I dislike the wist that comes with nostalgia but sometimes it’s necessary to be retrospective, to take the time to look back and see the shadow we’ve slowly been growing behind us on our path forwards. There’s two strands here in the case of Long Light: firstly that Jeff McIlwain has been releasing under the Lusine alias (or one of the siblings) since 1999; the second is that I’ve personally been following him since 2009. Now, I don’t know how old Jeff is but I’ve been listening to his music for damn near half my life at this point, and I find it now quite impossible to imagine my life without it, or indeed even a time it’s not been there.
This is important because it means that, in both of our cases, a considerable legacy has built up that can never be ignored in the context of any new additions to the existing history. As big of a fan of Jeff’s music as I am, there’s always going to be that comparison to youth, of x-thing against A Certain Distance, of y-thing against The Waiting Room, and so on. And for him as a musician, presumably the ever extending garden of tracks and records that each build upon the last. We are both products of a storied past.
To that end it becomes difficult to approach new music without this baggage and expectation, and I certainly have failed to disentangle myself with Long Light, though a large part of that is because this record seems to frame itself as the reflective artist musing on his position and material after a quarter of century doing so, and what it means to release music in this environment.
Immediate vocal-led opener “Come and Go” sees long time collaborator Vilja Larjosto reprise her role as Supreme Enchanter, the whole piece swirling in hypnotic loops that sucks us into its descending Techno spiral:
When you come and go when you come and go..
And I come you go and I come you go and…
Along with the idiosyncratic and cool basslines of heady “Zero to Sixty”, this one-two initial punch seems focused on fads and fandoms, the cyclic rise and fall of popularity mapped by the album release cycle and creative bursts that drives a perverse boom and bust with all but the most ardent and consistent long time listeners.
Indeed, the seminal track stuck right in the centre of the record, which also reprises the voice of Benoit Pioulard but this time glitched into staccato fragments amidst a shimmering web of synths, takes a critical look inwards: “Turn the mirror in, on a reflection of itself”. Repeating the approach of much of his previous work, difficult introspections are often challenged and set within bright, even jovial, Microhouse and Minimal Techno structures.
And why not, there’s no need to be mired or bogged down by these thoughts: though the likes of “Faceless” and “Plateau”, even perhaps penultimate “Rafters” in its fluted urgency and eerie looped train track sample, float through in various stages of sucked in thought, they’re sprinkled judiciously throughout. They critically form the nervous and self-conscious core, fearful of stagnation, of being lost in the mulch of the wider machine, replaced by newcomers.

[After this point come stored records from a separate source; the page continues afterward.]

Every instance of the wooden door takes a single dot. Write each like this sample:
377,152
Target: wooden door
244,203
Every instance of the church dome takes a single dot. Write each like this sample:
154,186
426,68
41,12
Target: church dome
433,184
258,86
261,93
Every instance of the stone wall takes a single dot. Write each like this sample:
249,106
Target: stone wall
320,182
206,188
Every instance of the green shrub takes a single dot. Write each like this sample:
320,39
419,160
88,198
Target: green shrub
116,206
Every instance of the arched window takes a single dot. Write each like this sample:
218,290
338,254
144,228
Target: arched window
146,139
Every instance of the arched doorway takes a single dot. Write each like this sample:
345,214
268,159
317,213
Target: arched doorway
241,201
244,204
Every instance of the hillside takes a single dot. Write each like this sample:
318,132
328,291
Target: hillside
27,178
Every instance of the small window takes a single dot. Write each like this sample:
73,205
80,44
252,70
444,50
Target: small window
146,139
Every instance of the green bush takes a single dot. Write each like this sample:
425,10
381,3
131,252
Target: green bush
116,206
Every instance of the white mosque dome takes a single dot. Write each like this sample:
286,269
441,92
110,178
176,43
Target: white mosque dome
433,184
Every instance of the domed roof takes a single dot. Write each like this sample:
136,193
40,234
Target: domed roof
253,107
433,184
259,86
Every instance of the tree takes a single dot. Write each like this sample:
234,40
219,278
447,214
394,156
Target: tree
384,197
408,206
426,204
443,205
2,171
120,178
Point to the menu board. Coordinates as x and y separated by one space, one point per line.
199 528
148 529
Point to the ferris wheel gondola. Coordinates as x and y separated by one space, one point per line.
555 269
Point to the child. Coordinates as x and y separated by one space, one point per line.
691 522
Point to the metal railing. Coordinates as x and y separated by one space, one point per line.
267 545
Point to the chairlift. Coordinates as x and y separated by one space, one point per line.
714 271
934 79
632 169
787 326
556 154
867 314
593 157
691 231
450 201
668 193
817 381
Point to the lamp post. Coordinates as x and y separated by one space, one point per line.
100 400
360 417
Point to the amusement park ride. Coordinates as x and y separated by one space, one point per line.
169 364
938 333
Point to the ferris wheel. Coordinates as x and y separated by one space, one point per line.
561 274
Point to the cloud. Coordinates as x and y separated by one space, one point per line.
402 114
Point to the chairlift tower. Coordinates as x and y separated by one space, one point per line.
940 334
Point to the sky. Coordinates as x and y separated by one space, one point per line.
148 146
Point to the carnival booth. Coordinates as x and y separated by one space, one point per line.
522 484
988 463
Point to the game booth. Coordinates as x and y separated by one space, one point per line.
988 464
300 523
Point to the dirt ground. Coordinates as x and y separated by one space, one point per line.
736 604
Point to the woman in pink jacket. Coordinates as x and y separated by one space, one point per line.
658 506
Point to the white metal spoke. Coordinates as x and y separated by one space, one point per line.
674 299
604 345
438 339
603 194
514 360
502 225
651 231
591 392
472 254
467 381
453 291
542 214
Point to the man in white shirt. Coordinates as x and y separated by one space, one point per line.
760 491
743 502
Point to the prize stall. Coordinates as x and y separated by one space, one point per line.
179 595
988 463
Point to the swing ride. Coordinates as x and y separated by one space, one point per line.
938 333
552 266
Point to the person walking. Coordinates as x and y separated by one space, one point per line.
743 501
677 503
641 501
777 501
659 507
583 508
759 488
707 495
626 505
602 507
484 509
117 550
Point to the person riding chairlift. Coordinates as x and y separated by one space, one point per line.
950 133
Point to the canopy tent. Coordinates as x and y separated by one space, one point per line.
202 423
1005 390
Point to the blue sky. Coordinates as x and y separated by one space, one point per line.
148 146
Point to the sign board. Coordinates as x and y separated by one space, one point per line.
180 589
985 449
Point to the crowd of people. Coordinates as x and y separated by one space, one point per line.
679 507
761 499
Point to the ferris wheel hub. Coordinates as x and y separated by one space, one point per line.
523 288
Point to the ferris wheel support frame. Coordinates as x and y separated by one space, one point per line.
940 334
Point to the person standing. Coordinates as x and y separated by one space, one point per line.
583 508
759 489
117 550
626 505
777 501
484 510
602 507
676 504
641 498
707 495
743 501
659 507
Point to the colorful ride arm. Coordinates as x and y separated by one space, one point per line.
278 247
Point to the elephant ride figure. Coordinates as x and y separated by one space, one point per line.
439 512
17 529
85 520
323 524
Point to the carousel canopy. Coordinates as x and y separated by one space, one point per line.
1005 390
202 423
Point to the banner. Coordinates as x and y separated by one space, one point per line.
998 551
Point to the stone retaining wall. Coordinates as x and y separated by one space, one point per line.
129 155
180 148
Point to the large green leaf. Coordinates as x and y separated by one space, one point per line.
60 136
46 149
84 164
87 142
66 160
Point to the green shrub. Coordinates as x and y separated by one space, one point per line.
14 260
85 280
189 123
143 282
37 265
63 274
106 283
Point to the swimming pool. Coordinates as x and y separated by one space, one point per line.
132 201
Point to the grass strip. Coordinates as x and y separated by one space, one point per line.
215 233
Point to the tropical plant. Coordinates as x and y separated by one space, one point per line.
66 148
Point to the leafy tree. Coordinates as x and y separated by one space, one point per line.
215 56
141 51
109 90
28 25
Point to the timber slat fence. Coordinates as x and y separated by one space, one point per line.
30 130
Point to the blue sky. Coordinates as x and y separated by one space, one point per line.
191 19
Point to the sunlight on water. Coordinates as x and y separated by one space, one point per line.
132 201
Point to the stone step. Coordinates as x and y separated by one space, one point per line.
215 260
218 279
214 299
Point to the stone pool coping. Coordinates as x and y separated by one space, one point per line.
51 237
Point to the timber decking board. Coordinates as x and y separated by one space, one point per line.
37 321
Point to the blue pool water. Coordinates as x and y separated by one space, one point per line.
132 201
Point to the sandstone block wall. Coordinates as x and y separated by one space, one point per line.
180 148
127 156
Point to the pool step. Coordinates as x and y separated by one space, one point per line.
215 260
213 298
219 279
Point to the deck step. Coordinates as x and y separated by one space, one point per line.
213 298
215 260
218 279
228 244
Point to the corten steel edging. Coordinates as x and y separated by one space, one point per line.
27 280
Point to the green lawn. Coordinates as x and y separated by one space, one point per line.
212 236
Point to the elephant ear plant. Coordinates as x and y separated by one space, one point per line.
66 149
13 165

For the most part (unlike perhaps its slightly darker immediate predecessor Sensorimotor) the pace is hot and fast, unwilling to languish. Standout “Transonic” slaps in meaty bass only to float on skidding synth arpeggiations, slowly blossoming into twinkling sensuousness as its tendrils reach out to break the rime coating over former listeners (or convert new ones).
Ultimately it culminates in the playful and zipping closer “Double Take”, tapping out shimmying steel polyrhythms in idiosyncratic Lusine excellence. Building momentum, textures and confidence, it unravels delicately but certainly, keeping within its lane but just like Jeff himself, always playing inside its scope, never standing still, feeling its borders and creeping beyond them to close on maybe slightly self-indulgent arpeggiations.
This isn’t an album of risk taking and style shifting, this is a record of clarity and refinement from someone who has a command of their craft and aesthetic and is taking the moment to reflect on the journey. It’s nothing we haven’t necessarily heard before, and it isn’t meant to be: this one is the over-the-shoulder lookback and honestly he’s earned it.